After Enron’s former chairman Ken Lay died on July 5 of a heart problem, the mainstream media were quick to point out how President George W. Bush affectionately once called the convicted criminal “Kenny Boy.” Numerous references were made to the close ties between the two. National Public Radio reported that Enron was Bush’s largest corporate backer in the 2000 election, and that Lay had attended secret meetings with Vice President Dick Cheney to help shape the Bush Administration’s energy policy. NPR’s story never mentioned former President Clinton’s ties to Enron.
Leading the charge, the New York Times obituary purported to show the political history of the company going back to George H.W. Bush’s presidency, but it left out the material damaging to the Democrats. The only mention of Clinton in the Times’ obituary was that, “Mr. Lay continued his close contact with Washington?remaining close friends with Mr. Bush, later golfing with President Bill Clinton, and eventually establishing a close relationship with George W. Bush, while he was the governor of Texas.” That’s it.
The Washington Post had pulled the same trick before Lay’s death, using a May 26 story by Zachary A. Goldfarb headlined, “Once a Friend and Ally, Now A Distant Memory,” on Bush and Lay and Enron. The paper ran a photo of Bush and Lay to make the point. The story made no reference to what the Clinton Administration did for Enron.
This effort to link President Bush to Ken Lay, and thus to corporate scandal and accusations of cronyism, has been going on since the 2000 election. It is getting new life-after Lay’s death-in order to damage the Republicans going into the fall elections.
History shows, however, that Lay supported Ann Richards when George W. Bush first ran for governor of Texas in 1994. While it is true that Lay and Enron gave some $6 million to various candidates and both parties, mostly to Republicans, at least $1.5 million went to Clinton and the Democrats. What did Lay and Enron get in return? Numerous trips overseas with Commerce Secretaries and Energy Secretaries, help on at least 18 overseas business projects, and lots of financial support in return for campaign donations. Through the Export-Import Bank and OPIC, the Overseas Private Investment Corporation, in loans and loan guarantees, Enron received close to $2 billion in, what shall we call it? Corporate welfare? Payback? Investigative reporter Paul Sperry did an excellent job documenting the benefits Ken Lay received from the Clinton administration.
Lay was a member of Clinton’s Council on Sustainable Development and backed the U.N.’s global warming treaty. Enron participated in a U.N. conference to develop Communist China’s coal reserves.
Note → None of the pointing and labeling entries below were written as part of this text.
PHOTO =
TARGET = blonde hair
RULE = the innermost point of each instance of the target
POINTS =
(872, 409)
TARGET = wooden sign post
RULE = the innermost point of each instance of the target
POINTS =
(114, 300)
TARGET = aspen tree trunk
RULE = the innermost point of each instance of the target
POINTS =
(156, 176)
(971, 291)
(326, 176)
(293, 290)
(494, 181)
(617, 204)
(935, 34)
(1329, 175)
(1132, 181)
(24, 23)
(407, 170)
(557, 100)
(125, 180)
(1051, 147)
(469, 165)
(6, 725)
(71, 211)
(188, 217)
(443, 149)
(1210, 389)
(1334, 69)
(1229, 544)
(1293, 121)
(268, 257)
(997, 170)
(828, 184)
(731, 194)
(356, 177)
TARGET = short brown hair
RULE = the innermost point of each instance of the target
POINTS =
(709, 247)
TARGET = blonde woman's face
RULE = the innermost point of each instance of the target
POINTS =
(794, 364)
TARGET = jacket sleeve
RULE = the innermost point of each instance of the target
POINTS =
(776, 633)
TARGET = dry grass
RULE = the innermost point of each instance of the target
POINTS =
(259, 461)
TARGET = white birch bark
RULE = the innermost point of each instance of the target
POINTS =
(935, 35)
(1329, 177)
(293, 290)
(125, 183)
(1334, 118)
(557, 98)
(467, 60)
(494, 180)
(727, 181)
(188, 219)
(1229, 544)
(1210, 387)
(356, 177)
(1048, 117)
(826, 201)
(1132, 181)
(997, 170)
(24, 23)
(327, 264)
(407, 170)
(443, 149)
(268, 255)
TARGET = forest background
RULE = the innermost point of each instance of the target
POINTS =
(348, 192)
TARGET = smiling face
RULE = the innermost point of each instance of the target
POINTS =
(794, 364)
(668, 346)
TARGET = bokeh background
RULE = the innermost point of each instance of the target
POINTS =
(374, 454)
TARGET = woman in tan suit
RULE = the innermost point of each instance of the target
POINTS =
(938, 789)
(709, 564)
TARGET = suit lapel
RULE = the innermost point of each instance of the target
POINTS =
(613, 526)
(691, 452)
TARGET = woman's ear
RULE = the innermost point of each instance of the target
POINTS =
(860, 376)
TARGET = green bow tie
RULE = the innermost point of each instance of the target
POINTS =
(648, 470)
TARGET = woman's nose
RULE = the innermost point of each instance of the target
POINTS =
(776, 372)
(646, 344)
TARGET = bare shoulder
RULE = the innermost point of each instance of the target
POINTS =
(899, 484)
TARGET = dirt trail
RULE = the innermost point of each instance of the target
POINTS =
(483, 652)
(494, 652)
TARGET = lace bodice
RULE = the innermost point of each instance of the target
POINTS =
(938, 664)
Prosecutors in the case against Enron executives Lay and Jeffrey Skilling say they had been providing false and misleading financial information from 1999 until Enron filed for bankruptcy in late 2001. When the company finally was forced to accept the reality of what was happening, there was one more effort to keep things afloat. A prominent Democrat, Robert Rubin, who had been Clinton’s Treasury secretary, suddenly got busy.
Rubin had become the chairman of the executive committee at Citigroup, one of Enron’s largest creditors. On November 8, 2001, Rubin contacted Peter Fisher, a senior official in Bush’s Treasury department. The unusual nature of the call, according to an article in Forbes magazine, was to ask “Fisher to consider advising the bond-rating agencies against an immediate downgrade of Enron’s debt. Fisher said that for him to intervene would not be a good idea, and Rubin backed down.”
Hence, the evidence shows that the Bush administration, having received significant campaign contributions, refused to attempt to intervene on behalf of Lay and Enron, and the Bush Justice Department vigorously prosecuted the case, achieving serious convictions of the top executives of the company. But don’t expect the liberal media to give the Bush Administration any credit for this.
If you want some of the facts about the Clinton-Enron ties, you have to read the conservative press. Marc Morano, in an article for Human Events, documented many of the dealings that Enron and the Clinton Democrats pursued together, including pressuring the poor African nation of Mozambique to enter into an agreement with Enron to build a pipeline. The country was threatened with losing its foreign aid dollars if it didn’t comply.
By the same token, Enron’s cultivation of the conservative media, through payments by the company or Lay himself to Bill Kristol and Erwin Stelzer of The Weekly Standard, Larry Kudlow of National Review, and Peggy Noonan of The Wall Street Journal, became a major embarrassment. These “Enron conservatives” were paid either to sit on a company advisory board and offer advice or write speeches. Even here, however, the left also got its hands dirty. New York Times columnist Paul Krugman was exposed for taking $50,000 of Enron money.
In the final analysis, coverage of Enron and Ken Lay provides another case study of liberal media bias. Once again, the media double standard was on display, offering a distorted picture of political corruption that in reality reflects on liberal Democrats more than conservative Republicans. At least the Bush Administration tried to clean up the mess.